The 23-year-old said that six years ago, when he began performing stand-up and musical comedy, there was no real Launceston scene to speak of.
"Up until 1 1/2 years ago, there wasn't really anything happening," he said.
"It is one of those things that I think is going to keep growing and growing.
"I mean, I wouldn't be surprised if two or three more rooms opened up in the next couple of years."
Bakker said that the popularity of live local shows had snowballed since the emergence of the Hobart Comedy Festival 10 years ago.
He also said that Tasmanian audiences were fostering a "comedy-friendly" atmosphere.
"Comedy is still a relatively novel thing for audiences down here, they're still learning the rules and that it is OK to laugh," he said.
"There's not much heckling, comedians are very supportive of each other, as well.
"In Melbourne, there are stories of comedians attending shows and deliberately not laughing to try and bring down their competition.

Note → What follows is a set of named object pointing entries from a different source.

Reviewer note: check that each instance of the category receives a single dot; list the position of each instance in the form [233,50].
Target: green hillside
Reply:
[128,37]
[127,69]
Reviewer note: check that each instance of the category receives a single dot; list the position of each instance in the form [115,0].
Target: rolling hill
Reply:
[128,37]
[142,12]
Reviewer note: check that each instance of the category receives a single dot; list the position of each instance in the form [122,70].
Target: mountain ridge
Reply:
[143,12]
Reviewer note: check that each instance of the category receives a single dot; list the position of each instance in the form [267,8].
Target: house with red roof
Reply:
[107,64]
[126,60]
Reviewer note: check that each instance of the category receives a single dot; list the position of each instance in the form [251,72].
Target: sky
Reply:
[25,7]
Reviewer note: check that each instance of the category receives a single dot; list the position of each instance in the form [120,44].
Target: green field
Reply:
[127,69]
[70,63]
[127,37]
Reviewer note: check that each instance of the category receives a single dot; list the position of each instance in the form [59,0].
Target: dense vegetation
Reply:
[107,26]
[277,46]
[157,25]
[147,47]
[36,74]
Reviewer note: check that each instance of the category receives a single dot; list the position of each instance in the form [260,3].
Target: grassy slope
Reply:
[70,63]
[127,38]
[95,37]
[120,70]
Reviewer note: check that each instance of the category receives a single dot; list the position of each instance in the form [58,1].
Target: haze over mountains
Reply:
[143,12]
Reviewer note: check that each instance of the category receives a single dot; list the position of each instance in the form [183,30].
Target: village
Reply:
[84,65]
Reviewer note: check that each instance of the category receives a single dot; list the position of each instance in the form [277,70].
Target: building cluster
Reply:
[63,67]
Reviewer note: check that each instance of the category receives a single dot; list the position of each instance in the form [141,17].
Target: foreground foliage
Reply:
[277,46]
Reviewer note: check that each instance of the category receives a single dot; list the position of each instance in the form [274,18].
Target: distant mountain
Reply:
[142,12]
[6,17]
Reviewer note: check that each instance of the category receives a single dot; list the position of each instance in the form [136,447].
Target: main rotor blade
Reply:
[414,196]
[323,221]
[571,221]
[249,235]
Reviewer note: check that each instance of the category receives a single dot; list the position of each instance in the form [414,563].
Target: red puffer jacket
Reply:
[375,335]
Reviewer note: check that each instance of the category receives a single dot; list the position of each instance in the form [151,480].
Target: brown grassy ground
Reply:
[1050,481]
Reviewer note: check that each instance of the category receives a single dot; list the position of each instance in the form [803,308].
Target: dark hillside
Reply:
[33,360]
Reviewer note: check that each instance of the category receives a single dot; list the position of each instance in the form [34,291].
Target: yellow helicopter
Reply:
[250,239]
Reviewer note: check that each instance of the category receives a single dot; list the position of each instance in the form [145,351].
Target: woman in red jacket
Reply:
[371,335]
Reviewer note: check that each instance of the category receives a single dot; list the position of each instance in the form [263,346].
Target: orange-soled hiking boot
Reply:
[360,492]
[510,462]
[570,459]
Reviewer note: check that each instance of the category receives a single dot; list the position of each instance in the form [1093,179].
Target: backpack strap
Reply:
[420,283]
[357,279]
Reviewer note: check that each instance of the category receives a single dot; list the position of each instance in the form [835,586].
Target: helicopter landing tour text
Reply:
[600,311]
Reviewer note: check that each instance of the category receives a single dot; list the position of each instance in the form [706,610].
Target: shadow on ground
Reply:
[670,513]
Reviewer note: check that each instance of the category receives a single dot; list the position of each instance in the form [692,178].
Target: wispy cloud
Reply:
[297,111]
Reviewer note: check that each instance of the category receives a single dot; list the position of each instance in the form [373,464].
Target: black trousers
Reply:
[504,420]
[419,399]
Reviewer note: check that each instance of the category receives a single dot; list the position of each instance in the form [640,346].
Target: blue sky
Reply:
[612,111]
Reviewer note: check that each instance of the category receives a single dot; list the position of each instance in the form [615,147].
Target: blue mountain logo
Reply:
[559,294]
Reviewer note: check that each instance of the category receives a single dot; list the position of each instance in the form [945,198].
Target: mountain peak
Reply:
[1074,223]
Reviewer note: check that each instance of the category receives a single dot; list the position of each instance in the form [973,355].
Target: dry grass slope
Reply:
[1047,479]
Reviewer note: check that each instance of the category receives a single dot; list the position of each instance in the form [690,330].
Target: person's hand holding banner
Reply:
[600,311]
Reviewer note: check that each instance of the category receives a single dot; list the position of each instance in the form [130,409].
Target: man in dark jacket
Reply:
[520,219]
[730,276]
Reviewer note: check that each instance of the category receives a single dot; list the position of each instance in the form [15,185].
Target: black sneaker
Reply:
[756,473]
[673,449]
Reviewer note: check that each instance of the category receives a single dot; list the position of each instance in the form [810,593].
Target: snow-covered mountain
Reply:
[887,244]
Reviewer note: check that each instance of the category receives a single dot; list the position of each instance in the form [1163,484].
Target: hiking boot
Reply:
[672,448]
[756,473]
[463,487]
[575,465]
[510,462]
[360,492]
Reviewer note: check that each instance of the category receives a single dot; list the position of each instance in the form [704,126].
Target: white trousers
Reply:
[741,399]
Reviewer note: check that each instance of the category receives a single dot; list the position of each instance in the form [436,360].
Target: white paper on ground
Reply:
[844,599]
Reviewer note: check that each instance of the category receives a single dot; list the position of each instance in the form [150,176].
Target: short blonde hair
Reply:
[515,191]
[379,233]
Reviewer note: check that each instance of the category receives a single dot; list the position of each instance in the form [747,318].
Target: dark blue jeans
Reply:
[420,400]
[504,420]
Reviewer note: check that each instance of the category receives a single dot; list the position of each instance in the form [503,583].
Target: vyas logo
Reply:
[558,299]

"Down here, it is very supportive. People are involved in running each other's shows.
"It's a really nice vibe."
The shows that Bakker comperes at Fresh on Charles feature a mix of recognised faces (gigs have featured names such as Greg Fleet, Mel Buttle and David Quirk) and local talent - experienced or otherwise.
He also encouraged budding entertainers who were looking to build their skills to get their routine together and get on stage.
"It's really the only way to get better," Bakker said.
"There aren't really any `garage band' comedians who just picked up a microphone and were great straight away," he said.